I'm 19 years old and I feel that I have really strict and somewhat overprotective parents. I still live at home because here in my hometown evryone stays here for college, since it's one of the most prestigious ones in the country.

So as you can infer I go to college, get really high grades, I'm a responsible ballet teacher, I don't do drugs nor have I done anything to greatly upset my parents, like get a tattoo or something, in my whole life.

My parents have always been really strict, and I have always longed for more freedom, but now that I'm 19 and I have almost the same curfew as my little brother (I have to get home at 12:30 on a Friday, 1:30 on a Saturday, and fight my way into going out on Sunday with my boyfriend to the movies and get home at 10:30), I'm starting to explode. I'm so tired of fighting with my dad every single weekend, and I'm sure he is as tired as me. But I don't know what else to try; I've tried reasoning with him calmly but he just states that he is right and doesn't care what everyone else does and that I'm trying to violate his precious rules, so we fight every weekend, and I end up getting home at 12:30.

I know that as parents they need to set rules and limitations, but I strongly don't think my dad's limitations fit my age. I feel so frustrated, and I feel like the only alternative that I have is to start lying and sneaking out of my house, but I know this will only bring problems and mistrust.
Please help me. What should I do?

Jean responds:

Hi,
Thanks for writing to parentingadolescents.com.

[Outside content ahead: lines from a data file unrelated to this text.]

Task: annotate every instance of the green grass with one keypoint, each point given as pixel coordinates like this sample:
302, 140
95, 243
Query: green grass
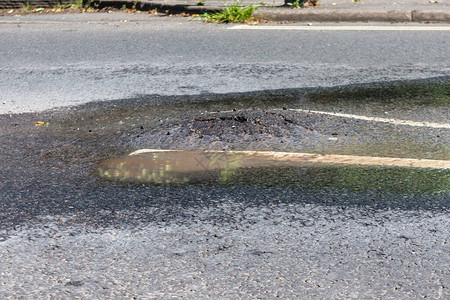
234, 13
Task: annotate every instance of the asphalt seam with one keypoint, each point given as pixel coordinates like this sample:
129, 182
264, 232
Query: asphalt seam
358, 117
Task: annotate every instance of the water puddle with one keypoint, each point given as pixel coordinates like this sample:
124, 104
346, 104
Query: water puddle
279, 168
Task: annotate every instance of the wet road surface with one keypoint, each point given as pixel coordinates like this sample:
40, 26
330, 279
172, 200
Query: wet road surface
311, 231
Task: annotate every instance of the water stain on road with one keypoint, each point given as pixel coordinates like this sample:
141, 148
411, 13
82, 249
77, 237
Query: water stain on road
275, 168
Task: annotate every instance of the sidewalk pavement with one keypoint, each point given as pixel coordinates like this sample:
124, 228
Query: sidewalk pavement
274, 10
328, 11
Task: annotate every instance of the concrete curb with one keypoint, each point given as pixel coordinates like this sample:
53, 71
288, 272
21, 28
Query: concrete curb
285, 14
278, 14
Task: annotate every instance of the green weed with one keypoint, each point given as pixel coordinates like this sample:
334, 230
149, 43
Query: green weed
234, 13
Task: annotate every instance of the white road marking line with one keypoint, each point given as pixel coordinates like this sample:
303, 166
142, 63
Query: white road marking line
342, 28
330, 158
377, 119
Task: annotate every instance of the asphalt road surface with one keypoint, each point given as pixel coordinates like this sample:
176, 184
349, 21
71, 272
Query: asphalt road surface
314, 231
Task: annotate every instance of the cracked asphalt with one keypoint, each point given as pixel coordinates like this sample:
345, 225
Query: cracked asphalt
314, 232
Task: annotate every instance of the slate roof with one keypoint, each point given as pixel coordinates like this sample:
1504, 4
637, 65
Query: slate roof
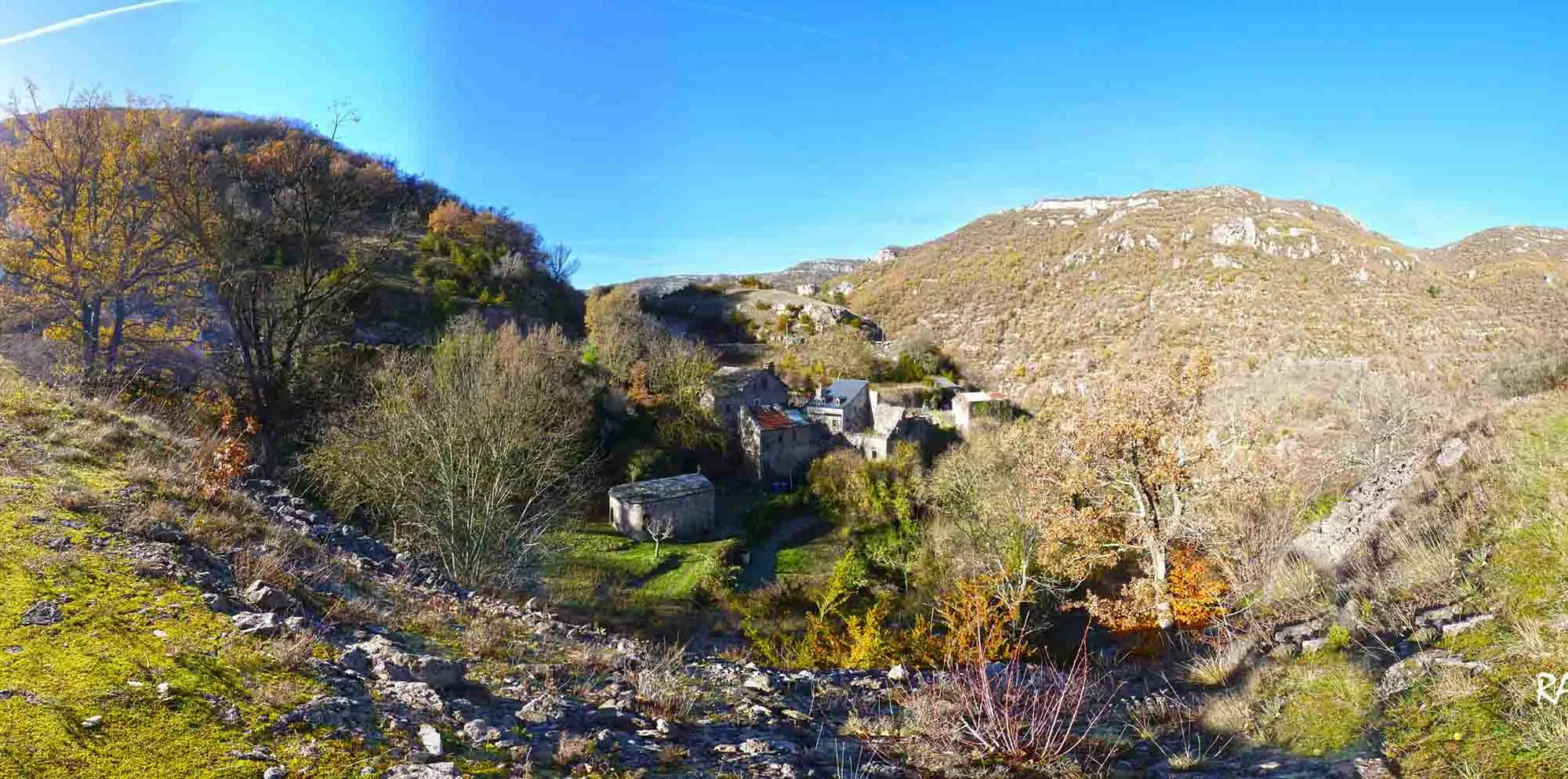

I agree that it is inappropriate for parents to be setting hours and other rules for a 19 year old, as if she were 14 or 15. Both you and your parents ought to be beyond, by now, their needing to set this kind of limit for you. You are an adult (unless you live in New York, where I guess the age of seniority has risen to 21).

Your parents may have requirements of you as an adult living in their house, however, and the only recourse there that I can see is moving out, if the conditions are not to your liking and seem non-negotiable. You needn't feel bound by their rules as though they still controlled your life; you now control your life, though I get it that your continued dependency leaves you boxed in. The only recourse I can see is to stop the fighting, accept their conditions, whatever they may be, for your living there and receiving financial support, and try to become independent as soon as you can and get out on your own.

You may want to search the web site for similar Q&A's: try searching on 18, 19, living at home. Some of these, printed out, might be useful info for your parents, though it sure does sound like your dad is not to be influenced. I'm sorry that he's sure he's so right. In my view, you are certainly not wrong to want more freedom and insist on it if you can--but if you can't, work at becoming independent.

Hope this helps a little.

Jean.

Disclaimer: Ms. Walbridge's response to your question is intended to be educational and informative. It is not a substitute for face to face consultation or psychotherapy with a mental health professional.